What about democracy? In 2014, Daron Acemoglu and coauthors released “Democracy Does Cause Growth,” which demonstrated a causal effect of democracy on economic growth, operating through channels as diverse as boosting human capital–forming education expenditures to encouraging economic reforms and reducing investment-stifling social unrest. The political regimes in power in these recent outperformers are, save India, strikingly undemocratic. Measuring a concept like electoral procedural democracy is hard, but the state of the art comes from the Varieties of Democracy project, which normalizes democracy on a scale from one—the Norways and Swedens of the world—to zero—the North Koreas and Eritreas. Once India is excluded, we are left with a decidedly undemocratic set of regimes. As the world has gotten slightly more democratic over time, the recent outperformers have become even less democratic (figure 2).

Figure 2 Varieties of Democracy Polyarchy score, 1996–2016

These trends seemingly point to a pretty unavoidable conclusion: With respect to recent outperformers, institutions don’t seem to matter very much.

Or do they?

The authoritarian regimes that rule in the recent outperformers are predominately communist and postcommunist in orientation, including five former Soviet republics, two Communist regimes, and three one-party or former one-party—and in the case of Myanmar, former military—regimes. The recent outperformers are not dominated by personalist dictatorships or monarchies; rather, they are ruled by some of the most “institutionalized” forms of authoritarian government to be found, in the sense of established in routinized, bureaucratized practices or customs. Many of these are reminiscent of, albeit less familiar than, the progrowth developmentalauthoritarian states that characterized East Asia in the 1970s and 1980s.
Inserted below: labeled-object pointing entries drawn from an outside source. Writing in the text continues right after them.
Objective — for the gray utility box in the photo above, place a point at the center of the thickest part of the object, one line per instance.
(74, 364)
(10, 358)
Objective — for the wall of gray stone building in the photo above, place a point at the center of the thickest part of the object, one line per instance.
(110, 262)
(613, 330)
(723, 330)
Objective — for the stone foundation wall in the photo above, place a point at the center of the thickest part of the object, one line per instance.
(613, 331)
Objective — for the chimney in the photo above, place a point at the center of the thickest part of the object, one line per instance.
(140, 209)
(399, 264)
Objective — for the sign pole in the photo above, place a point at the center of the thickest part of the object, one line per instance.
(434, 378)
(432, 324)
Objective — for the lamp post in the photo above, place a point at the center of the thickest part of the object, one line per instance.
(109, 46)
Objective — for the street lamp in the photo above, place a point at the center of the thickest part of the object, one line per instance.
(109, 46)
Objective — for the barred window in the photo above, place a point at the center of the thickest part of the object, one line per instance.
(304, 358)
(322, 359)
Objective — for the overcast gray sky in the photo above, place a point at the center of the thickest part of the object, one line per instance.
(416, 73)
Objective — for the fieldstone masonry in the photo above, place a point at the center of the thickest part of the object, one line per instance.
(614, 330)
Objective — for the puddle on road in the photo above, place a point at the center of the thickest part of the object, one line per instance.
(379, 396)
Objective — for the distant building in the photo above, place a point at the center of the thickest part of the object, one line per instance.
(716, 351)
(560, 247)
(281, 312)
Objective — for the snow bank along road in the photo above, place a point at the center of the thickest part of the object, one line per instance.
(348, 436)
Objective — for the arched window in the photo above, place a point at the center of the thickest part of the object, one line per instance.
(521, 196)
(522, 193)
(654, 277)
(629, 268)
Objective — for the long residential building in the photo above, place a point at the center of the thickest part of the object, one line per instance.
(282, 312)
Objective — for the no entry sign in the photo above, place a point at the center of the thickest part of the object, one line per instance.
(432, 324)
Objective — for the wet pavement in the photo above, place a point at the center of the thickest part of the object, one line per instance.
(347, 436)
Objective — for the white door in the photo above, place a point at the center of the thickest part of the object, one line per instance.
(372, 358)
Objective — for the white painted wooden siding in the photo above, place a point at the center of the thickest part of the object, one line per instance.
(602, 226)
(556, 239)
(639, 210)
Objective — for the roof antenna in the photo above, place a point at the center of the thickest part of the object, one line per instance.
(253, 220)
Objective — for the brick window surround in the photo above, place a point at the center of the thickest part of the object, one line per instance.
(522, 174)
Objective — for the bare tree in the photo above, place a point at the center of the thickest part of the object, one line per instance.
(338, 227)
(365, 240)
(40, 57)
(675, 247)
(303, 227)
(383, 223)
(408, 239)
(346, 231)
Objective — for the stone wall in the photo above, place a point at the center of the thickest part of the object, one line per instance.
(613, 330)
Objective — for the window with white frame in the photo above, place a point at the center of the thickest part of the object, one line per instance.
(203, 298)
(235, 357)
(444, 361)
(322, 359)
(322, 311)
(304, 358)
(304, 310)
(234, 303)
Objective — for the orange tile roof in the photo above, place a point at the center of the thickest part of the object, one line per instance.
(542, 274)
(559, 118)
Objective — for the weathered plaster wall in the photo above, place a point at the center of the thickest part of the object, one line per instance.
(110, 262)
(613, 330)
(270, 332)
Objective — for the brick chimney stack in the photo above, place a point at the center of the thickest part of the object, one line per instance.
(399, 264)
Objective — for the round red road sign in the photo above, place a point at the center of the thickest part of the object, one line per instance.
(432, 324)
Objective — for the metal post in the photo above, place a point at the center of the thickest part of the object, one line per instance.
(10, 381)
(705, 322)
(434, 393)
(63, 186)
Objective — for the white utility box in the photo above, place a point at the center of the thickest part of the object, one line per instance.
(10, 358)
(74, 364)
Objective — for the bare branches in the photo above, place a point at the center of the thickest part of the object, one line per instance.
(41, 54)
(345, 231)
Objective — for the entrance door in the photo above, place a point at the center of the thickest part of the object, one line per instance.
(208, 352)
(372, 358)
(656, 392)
Communist regimes and one-party, developmental states are different from many other types of nondemocratic regimes in one important respect: Their governments and bureaucracies were designed to reshape the economy via central planning or export-oriented models à la the Asian Tigers. This orientation may not have always produced the best policy outcomes, but it did, in most instances, endow these countries with relatively educated cadres of bureaucrats, comparatively strong systems of education and public health, and closer, more coordinated business-government relationships. These features have facilitated industrial policy, capital channeling, and the pursuit of “national champions” in globally competitive industries that drive growth in developing economies. Thus, governance institutions likely matter a great deal—but perhaps not the specific institutions captured by conventional governance indicators.

This evidence can be viewed in at least two ways. On one hand, many countries mired in less-than-ideal governance institutions may still be able to generate poverty-reducing growth. On the other, democracy may be less important for growth than many of us would like to think, especially as democratic institutions are under attack.